Search code examples
pythonpysparkapache-spark-sqlpyspark-pandas

How to replace any null in pyspark df with value from the below row, same column


Let's say I have a pyspark DF:

| Column A | Column B |
| -------- | -------- |
| val1     | val1B    |
| null     | val2B    |
| val2     | null     |
| val3     | val3B    |

Can someone help me with replacing any null value in any column (for the whole df) with the value right below it? So the final table should look like this:

Column A Column B
val1 val1B
val2 val2B
val2 val3B
val3 val3B

How could this be done? Can I get a code demo if possible? Thank you!

All I've really gotten through is counting all the row nums and creating a condition to find the row nums with all of the null values. So I'm left with a table like this:

Column A Column B row_num
null val2B 2
val2 null 3

But I don't think this step is needed.
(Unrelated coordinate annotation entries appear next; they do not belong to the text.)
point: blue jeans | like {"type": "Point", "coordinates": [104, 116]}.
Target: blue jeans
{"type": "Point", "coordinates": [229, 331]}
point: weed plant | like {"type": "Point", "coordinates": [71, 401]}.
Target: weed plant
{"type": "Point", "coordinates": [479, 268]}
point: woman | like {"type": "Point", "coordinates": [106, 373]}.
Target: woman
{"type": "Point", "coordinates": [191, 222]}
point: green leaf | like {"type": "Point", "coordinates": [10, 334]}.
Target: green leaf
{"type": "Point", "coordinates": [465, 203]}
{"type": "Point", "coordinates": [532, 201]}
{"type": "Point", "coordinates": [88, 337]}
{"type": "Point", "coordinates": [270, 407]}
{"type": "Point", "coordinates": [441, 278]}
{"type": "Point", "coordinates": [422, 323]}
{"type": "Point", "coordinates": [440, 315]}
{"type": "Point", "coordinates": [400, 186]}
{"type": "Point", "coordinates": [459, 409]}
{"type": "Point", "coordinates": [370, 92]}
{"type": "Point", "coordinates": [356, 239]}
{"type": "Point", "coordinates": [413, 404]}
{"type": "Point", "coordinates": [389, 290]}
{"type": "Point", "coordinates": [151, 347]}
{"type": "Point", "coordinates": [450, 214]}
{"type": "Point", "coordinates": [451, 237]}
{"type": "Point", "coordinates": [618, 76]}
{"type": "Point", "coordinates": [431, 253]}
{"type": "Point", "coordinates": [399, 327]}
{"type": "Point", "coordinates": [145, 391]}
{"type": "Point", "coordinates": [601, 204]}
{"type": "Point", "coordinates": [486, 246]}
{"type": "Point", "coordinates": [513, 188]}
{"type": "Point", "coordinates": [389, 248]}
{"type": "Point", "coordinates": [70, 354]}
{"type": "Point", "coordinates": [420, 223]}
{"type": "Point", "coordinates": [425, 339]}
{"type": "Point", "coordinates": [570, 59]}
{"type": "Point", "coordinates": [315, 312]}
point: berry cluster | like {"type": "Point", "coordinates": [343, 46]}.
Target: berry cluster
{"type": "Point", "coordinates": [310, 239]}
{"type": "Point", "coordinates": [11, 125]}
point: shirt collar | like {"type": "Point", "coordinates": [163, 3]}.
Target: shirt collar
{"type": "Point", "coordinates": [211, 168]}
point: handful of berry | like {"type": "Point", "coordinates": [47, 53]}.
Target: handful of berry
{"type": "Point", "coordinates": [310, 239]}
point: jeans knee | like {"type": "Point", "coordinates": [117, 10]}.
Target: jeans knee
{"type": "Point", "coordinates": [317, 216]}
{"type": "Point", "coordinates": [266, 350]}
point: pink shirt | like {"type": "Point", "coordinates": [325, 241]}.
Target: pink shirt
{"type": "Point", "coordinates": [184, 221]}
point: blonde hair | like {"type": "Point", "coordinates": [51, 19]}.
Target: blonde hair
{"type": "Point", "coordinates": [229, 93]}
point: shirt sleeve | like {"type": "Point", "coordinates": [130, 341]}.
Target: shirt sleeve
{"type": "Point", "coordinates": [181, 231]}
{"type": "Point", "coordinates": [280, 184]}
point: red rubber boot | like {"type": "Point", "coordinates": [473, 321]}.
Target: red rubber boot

I'm stuck as to what to do.


Solution

  • Use list squares to coalesce each column with the lead window function. Code below

    df.select(*[coalesce(col(x),lead(x).over(Window.partitionBy().orderBy( monotonically_increasing_id()))).alias(x) for x in df.columns]).show()
    
    
    +--------+--------+
    |Column A|Column B|
    +--------+--------+
    |    val1|   val1B|
    |    val2|   val2B|
    |    val2|   val3B|
    |    val3|   val3B|
    +--------+--------+